We stand at the precipice of further destruction of our planet.  The weather patterns are changing; icebergs and glaciers are melting; the oceans and seas are rising; storms are record-setters;   Yet the GOP refuses to face the inevitable.  Romney wanted in his Plan to eliminate all regulations related to controlling carbon emissions.  The Republican Party platform wanted to put environmental regulation with the states.  The thrust of their environmental platform was to protect economic development over the protection of our planet. Our planet is displaying symptoms that cannot be ignored, anymore than we would ignore a lump in the body that appears all of a sudden.  Will the GOP change its attitude toward environmental policy?  Not likely.

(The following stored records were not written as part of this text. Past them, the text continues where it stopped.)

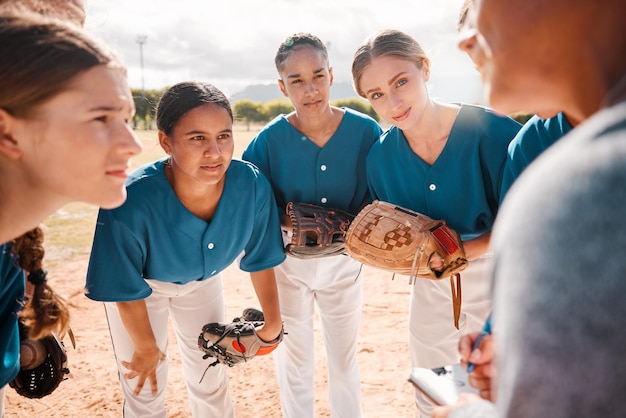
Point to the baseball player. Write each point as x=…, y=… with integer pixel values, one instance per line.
x=442, y=160
x=538, y=133
x=53, y=75
x=187, y=218
x=316, y=155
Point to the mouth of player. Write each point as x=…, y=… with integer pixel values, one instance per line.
x=119, y=172
x=212, y=167
x=402, y=116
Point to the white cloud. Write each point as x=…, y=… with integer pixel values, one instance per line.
x=232, y=43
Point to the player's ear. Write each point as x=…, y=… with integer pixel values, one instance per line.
x=8, y=145
x=281, y=85
x=165, y=142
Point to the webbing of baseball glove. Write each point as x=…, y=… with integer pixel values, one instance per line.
x=316, y=231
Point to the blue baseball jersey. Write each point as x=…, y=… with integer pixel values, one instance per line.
x=332, y=176
x=11, y=298
x=462, y=186
x=534, y=138
x=153, y=236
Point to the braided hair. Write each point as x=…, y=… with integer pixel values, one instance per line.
x=45, y=311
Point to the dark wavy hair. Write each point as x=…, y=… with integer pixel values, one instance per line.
x=44, y=311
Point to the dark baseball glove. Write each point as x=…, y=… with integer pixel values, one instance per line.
x=236, y=342
x=46, y=360
x=317, y=231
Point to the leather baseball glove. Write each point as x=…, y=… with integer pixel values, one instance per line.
x=44, y=366
x=236, y=342
x=317, y=231
x=402, y=241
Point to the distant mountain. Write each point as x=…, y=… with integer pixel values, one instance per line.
x=262, y=93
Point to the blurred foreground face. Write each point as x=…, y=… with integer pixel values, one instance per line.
x=522, y=51
x=78, y=144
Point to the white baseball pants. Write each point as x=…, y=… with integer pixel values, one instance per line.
x=191, y=306
x=331, y=283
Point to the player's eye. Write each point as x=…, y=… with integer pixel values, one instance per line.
x=401, y=82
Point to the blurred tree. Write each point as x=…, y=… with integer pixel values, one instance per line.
x=145, y=107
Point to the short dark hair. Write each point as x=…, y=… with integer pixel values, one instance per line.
x=292, y=43
x=183, y=97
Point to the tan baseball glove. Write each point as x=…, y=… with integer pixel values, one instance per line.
x=402, y=241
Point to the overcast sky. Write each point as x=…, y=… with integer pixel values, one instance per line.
x=232, y=43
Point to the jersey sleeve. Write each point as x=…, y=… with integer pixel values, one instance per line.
x=115, y=271
x=265, y=247
x=493, y=156
x=12, y=293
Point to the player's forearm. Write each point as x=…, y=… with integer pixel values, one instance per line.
x=137, y=323
x=477, y=247
x=264, y=284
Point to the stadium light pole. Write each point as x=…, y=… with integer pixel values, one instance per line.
x=141, y=39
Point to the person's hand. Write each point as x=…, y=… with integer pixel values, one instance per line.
x=482, y=357
x=269, y=331
x=436, y=263
x=143, y=365
x=445, y=411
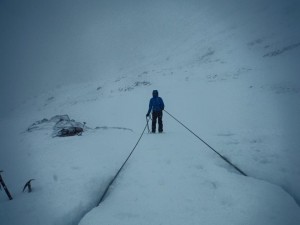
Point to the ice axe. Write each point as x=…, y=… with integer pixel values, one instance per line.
x=28, y=185
x=4, y=186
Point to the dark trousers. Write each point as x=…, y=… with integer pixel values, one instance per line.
x=157, y=116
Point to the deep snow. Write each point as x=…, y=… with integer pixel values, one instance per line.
x=228, y=71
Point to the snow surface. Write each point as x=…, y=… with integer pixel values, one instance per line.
x=229, y=73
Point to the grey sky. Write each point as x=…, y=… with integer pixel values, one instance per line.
x=48, y=43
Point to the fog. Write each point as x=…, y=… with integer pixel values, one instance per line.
x=45, y=44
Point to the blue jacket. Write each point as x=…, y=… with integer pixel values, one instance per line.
x=156, y=103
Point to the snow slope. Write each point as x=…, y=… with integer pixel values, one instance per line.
x=227, y=70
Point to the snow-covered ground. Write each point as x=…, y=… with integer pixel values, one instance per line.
x=227, y=69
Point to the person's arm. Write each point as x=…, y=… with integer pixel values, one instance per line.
x=150, y=108
x=162, y=104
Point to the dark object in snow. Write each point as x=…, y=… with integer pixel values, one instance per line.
x=70, y=131
x=62, y=126
x=28, y=185
x=4, y=187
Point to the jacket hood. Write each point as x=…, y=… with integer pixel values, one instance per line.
x=155, y=93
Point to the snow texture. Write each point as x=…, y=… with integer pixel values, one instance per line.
x=228, y=70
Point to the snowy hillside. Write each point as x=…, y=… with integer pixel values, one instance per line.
x=228, y=70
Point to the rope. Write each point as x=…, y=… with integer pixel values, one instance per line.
x=223, y=157
x=116, y=175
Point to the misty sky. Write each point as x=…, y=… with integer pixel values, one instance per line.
x=44, y=44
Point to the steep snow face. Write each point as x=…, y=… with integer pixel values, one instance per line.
x=227, y=69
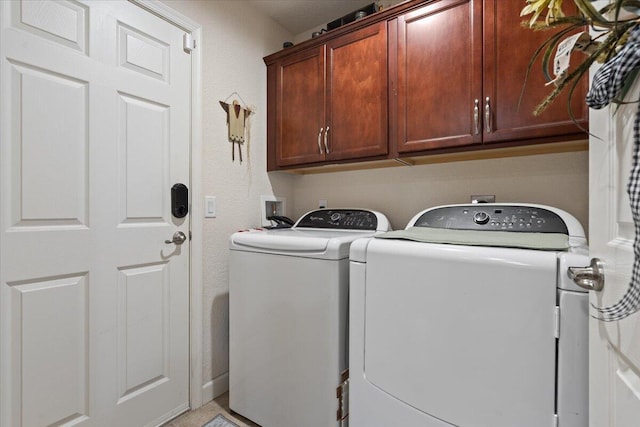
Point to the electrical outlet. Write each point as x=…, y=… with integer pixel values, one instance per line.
x=271, y=205
x=209, y=207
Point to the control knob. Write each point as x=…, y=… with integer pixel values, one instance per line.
x=481, y=218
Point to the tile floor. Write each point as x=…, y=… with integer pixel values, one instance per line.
x=202, y=415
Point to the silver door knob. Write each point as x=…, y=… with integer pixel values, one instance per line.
x=590, y=278
x=178, y=238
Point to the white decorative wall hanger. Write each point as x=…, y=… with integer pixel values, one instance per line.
x=237, y=123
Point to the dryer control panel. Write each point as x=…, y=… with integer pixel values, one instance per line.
x=339, y=219
x=493, y=218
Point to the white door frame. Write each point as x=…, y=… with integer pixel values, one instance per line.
x=195, y=289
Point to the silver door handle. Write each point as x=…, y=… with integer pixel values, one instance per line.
x=476, y=117
x=178, y=238
x=487, y=115
x=326, y=145
x=590, y=278
x=320, y=140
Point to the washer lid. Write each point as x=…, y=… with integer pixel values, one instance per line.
x=450, y=332
x=323, y=244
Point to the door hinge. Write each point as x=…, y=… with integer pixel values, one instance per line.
x=188, y=42
x=342, y=393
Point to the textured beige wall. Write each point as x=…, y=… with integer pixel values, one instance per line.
x=559, y=180
x=235, y=38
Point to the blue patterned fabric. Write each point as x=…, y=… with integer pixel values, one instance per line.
x=606, y=86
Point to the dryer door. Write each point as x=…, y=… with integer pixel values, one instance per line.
x=464, y=334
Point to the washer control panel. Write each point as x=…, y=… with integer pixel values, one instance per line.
x=339, y=219
x=493, y=217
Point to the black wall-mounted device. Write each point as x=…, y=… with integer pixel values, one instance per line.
x=179, y=200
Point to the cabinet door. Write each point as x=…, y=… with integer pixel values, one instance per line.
x=300, y=115
x=508, y=49
x=438, y=70
x=357, y=105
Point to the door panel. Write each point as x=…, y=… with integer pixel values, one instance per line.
x=95, y=130
x=614, y=353
x=44, y=193
x=144, y=155
x=65, y=342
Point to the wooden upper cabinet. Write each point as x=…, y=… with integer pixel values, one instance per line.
x=357, y=107
x=459, y=71
x=420, y=78
x=299, y=108
x=436, y=76
x=508, y=48
x=329, y=102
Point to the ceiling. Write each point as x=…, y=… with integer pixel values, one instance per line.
x=297, y=16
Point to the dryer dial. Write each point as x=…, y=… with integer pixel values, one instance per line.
x=481, y=217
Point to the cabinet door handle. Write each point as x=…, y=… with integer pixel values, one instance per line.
x=476, y=117
x=326, y=144
x=320, y=140
x=487, y=115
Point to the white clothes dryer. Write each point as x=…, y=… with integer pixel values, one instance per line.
x=288, y=302
x=467, y=318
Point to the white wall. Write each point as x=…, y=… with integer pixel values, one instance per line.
x=559, y=180
x=235, y=39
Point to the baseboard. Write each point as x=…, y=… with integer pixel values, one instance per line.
x=215, y=387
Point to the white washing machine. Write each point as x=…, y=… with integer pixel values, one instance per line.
x=467, y=318
x=288, y=302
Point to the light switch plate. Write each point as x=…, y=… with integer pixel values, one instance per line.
x=210, y=207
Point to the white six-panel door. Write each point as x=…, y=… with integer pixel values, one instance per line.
x=95, y=122
x=614, y=390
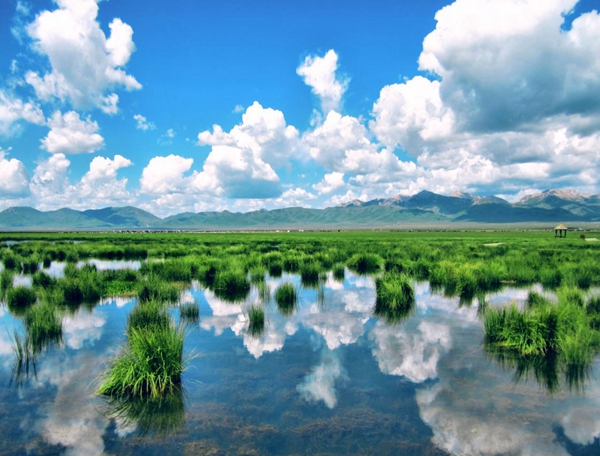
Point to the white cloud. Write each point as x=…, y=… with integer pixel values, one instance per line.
x=237, y=173
x=240, y=164
x=331, y=182
x=69, y=134
x=14, y=179
x=142, y=123
x=50, y=179
x=100, y=185
x=320, y=74
x=295, y=197
x=512, y=104
x=165, y=175
x=86, y=65
x=263, y=131
x=410, y=113
x=12, y=110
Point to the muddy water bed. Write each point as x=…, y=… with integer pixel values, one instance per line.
x=328, y=379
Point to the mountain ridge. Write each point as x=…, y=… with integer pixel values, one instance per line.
x=425, y=207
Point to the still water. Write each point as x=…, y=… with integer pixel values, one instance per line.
x=328, y=379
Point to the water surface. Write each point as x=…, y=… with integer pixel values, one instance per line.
x=329, y=378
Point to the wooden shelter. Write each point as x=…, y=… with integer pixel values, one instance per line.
x=560, y=230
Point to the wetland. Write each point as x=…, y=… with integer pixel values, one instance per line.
x=299, y=343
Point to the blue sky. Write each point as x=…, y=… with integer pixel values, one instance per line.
x=241, y=105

Maybe they will appeal to a broader constituency by making some attempt to improve the health care system.  There are some signs that they are not going to attack Obamacare in the same way they did in Obama’s first term.  There was even some recognition from Speaker Boehner that this is now the law of the land and that there may be some parts of it that are worth keeping, even supporting.  Wow!  But, what will they do to further reform the health insurance business?  What will they do to increase the coverage of Medicare and Medicaid?  What will they do to the insurance exchanges that are soon to be structured in each of the states (something they should support considering their mantra about states being the right places for most innovation and oversight).  I confess I don’t really know.  One thing I do know: many Republican Governors will be happy to accept federal support when it comes their way under the Affordable Care Act.  But taking initiative to improve the quality of healthcare?  That’s something else.  I see nothing on the horizon that will do that from the Republican side.  Tort reform is not an answer, nor is opposition to boards of experts who would make suggestions for improvements in Medicare and health care delivery.

Can Republicans ever deal fairly with any of this?  I don’t know, but I know some in the past who could.  Where are those people?  That is the real question.  For the Republican Party is at best its own worst enemy.  It needs to change; to move away from right-wing rigidity, and come back to the real world.  But that may be impossible without a civil war within the Party.  The Republican Party has to move back from the right-wing; back to a more moderate stance on almost every issue.  And it cannot do that with the Tea Party radicals hanging around its neck. 

It’s more than demographics.  It’s more than rhetoric and talking points.  It’s true reform that is needed.  Policies must be re-examined in light of what is occurring in the real world: the world of facts and empirical data.  The Republican Party has to move to the Center or even to the Center-right.  But that means jettisoning the right-wing nuts in the Tea Party.  And, right now, they are the “base.”  Is a new Party necessary?  Probably.  Certainly, new policy innovations are imperative.